Even die-hard Republican delegates who talked to the Scene afterward agreed that Frist still had a wax-man personality problem to overcome. But all in all, Frist’s supporters—who high-fived each other in the back of the ballroom after the vote—were quite pleased with their man’s big finish. “It’s early yet,” said one young Frist supporter, dismissing the M.D.’s chronic charisma problem.
In at least one way, that’s a fair point. It’s definitely early to be picking the Republican successor to George W. Bush, as midterm elections are on the horizon. Indeed, the official mantra of last weekend’s conference was “Focus on 2006,” recognition that the party in power has more immediate priorities in the short term. (In a surprising political maneuver, Sen. John McCain hitched his wagon to the leaden president, urging his supporters to vote for Bush in the straw poll. The president tied Sen. George Allen for third.) During his speech, Sen. Lindsay Graham apologized for the GOP “going native.” “The temperature of the Republican Party right now is lukewarm on governing,” he later told the Scene. “We need to show we can reform this government, not grow this government.”

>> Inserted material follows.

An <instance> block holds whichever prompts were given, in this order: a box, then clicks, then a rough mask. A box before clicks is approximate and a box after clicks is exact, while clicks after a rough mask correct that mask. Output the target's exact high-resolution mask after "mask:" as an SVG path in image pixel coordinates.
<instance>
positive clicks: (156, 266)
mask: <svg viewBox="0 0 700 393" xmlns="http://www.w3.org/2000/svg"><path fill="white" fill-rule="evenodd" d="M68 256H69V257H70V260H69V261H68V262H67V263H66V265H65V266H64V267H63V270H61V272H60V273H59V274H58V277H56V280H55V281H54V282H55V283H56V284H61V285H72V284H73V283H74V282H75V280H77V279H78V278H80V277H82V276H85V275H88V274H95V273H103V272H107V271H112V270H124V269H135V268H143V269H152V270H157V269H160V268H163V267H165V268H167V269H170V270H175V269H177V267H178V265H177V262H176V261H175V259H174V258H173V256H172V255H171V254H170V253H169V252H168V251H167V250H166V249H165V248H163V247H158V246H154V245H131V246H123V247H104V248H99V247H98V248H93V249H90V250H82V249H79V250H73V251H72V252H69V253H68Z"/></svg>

In that sense, it may be an uphill battle for any Republican between now and November, never mind 2008. But Frist, who seems to have spent more time in Memphis last weekend than any other potential presidential candidate, got himself off to a pretty decent start with his Southern base. Beyond that simple beginning, however, lie only question marks.
It was a point Sen. Mitch McConnell made well, if unintentionally, on Saturday. “Now, there’s only one other senator who worked his way up to the top job so quickly,” he said in a warm introduction of his colleague, the majority leader. “Lyndon Johnson. And you know where he ended up.”
To be fair, McConnell probably meant the presidency. But intentionally or not, he evoked the specter of a majority leader who became president, inherited his predecessor’s bloody quagmire of a war and returned to his home state a disgraced, one-term officeholder. Though the historical moment is different for Frist, the stakes are no less high. Can he convince rank-and-file Republicans in Des Moines and Nashua and Texarkana that he’s their party’s—and their country’s—best chance at success? And does he really want to?